Ekonomi kötüye gittiğinde sıklıkla konuşulan bir anekdottur, Demirel'in bu sözleri…
Peki ya şimdi?
Türkiye'de ekonominin durumu gerçekten iyi mi?
Ülke, bu sorunun Demirel'e sorulduğu zamanla kıyaslanamayacak kadar sıkıntılı.
Neden mi?
Yoksulluğun geldiği boyutu artık TÜİK bile gizleyemiyor da ondan.
TÜİK'in son raporuna göre; Türkiye'de 12 milyon kişi yoksul. Halkın yüzde 32,6’sı yoksulluk veya sosyal dışlanma riski altında.
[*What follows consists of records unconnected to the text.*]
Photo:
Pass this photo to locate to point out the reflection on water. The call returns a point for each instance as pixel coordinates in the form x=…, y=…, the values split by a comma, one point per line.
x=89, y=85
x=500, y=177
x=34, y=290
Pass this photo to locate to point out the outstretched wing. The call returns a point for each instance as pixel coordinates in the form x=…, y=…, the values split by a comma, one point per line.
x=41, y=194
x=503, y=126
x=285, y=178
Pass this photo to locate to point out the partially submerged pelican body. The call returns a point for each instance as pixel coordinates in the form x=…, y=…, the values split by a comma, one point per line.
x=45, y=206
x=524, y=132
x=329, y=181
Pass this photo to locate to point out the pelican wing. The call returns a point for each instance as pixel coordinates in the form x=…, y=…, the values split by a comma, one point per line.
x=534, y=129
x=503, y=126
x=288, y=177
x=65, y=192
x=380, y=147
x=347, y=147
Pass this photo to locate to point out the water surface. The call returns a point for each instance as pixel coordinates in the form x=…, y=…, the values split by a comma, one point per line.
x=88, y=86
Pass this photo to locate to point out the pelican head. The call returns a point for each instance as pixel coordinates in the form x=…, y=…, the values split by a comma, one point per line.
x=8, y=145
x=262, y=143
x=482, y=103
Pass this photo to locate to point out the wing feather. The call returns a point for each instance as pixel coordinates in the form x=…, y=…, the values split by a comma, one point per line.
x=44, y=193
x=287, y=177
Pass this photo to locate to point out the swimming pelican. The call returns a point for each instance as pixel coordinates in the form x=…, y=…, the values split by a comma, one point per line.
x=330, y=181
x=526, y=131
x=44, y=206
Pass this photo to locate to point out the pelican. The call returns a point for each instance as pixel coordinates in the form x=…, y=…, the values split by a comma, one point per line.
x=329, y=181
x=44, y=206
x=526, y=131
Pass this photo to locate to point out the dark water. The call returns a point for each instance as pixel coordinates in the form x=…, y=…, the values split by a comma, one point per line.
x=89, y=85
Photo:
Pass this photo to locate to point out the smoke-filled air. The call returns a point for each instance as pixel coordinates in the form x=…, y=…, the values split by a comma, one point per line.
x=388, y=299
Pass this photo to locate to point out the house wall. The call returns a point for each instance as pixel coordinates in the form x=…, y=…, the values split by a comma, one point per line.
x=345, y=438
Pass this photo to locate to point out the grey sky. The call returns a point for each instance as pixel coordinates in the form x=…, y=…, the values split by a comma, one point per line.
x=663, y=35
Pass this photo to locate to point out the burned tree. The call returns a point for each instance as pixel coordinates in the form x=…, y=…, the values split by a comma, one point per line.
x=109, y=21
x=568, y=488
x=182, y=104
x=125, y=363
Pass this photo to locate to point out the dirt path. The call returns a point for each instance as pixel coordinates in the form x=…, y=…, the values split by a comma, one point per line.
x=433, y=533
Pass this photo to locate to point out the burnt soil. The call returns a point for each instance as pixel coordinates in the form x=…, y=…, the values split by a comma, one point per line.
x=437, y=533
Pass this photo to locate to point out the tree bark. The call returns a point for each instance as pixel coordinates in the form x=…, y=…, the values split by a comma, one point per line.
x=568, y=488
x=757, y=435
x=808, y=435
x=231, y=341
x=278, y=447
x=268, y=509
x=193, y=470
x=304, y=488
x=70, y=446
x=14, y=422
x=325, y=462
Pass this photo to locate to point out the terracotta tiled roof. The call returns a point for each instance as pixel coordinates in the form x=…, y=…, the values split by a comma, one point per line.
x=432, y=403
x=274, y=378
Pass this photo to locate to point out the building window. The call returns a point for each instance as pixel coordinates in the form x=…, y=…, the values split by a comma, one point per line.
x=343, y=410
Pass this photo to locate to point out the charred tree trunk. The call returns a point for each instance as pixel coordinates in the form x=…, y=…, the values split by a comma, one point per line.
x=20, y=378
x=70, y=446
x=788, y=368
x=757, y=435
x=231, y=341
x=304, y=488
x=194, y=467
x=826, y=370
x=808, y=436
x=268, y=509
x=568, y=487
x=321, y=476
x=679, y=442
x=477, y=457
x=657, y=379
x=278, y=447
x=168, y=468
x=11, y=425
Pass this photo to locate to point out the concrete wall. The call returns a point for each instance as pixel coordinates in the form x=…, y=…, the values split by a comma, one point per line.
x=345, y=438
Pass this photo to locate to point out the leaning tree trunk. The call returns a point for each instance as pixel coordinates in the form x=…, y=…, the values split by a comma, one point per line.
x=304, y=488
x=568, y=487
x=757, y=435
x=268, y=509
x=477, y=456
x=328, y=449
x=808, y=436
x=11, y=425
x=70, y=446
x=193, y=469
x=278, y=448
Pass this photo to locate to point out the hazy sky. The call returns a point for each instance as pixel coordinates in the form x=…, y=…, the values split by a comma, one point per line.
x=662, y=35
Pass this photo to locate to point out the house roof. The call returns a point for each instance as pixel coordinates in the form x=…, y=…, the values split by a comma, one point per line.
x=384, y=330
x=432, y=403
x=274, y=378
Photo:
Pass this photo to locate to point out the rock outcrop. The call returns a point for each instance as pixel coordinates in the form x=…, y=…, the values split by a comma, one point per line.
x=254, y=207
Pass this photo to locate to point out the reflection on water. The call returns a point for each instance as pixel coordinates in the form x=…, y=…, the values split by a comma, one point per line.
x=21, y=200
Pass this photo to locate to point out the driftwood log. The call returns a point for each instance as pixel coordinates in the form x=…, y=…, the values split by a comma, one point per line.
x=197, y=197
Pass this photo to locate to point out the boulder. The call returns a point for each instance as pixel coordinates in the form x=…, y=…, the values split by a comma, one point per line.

Her üç kişiden biri hâlâ sıcak bir konutta yaşayamıyor.
Çünkü yoksulluk, her geçen gün toplumun daha geniş kesimini etkiliyor. İşsiz de çalışan da genç de yaşlı da yoksulluk çemberine dahil oluyor.
TÜİK'in aynı raporuna göre, okur-yazar olmayan fertlerin yüzde 27,7’si, bir okul bitirmeyenlerin yüzde 24,4’ü, lise altı eğitimlilerin yüzde 13,8’i, lise ve dengi okul mezunlarının ise yüzde 7,8’i yoksul. Yükseköğretim mezunları ise yüzde 2,6 ile en düşük yoksulluk oranına sahip grup oldu.
Geçen yıllarda maddi yoksunluk tanımına dahil olan çamaşır makinesi, renkli televizyon ve telefon sahipliği yeni tanımdan çıkarıldı.
Bu oran için eklenen değişkenler ise; eskimiş giysileri yerine yenisini alabilme, düzgün iki çift ayakkabıya sahip olabilme, ayda en az bir kez tanıdıkları ile toplanabilme, ücretli boş zaman faaliyetlerine katılabilme, kendini iyi hissetmek için bir miktar para harcayabilme ve kişisel amaçlı kullanım için internet sahipliği olarak belirlendi.
13 maddenin en az yedisini karşılayamayanların oranı yüzde 16,6 oldu.
Diğer veriler daha da vahim.
İzolasyonsuz, sızdıran çatı, nemli duvarı olan konuta yaşayanların oranı: Yüzde 33,6
Hava kirliliği ve çevresel sorunlara maruz kalanlar: Yüzde 21,7
Borcu ve taksidi olanlar: Yüzde 59,4
Tatil yapamayanlar: Yüzde 59,6
Et masrafının karşılayamayanlar: Yüzde 41,5
Evinin ısınma ihtiyacını karşılayamayanlar: Yüzde 20,4
Eskimiş mobilyalarını yenileyemeyenler: Yüzde 65,4
Ve toplam yoksul sayısı; 12 milyon kişi.
Neyse, seçime şunun şurasında ne kaldı ki?
Rahmetli Çetin Altan'ın dediği gibi; enseyi karartmayalım!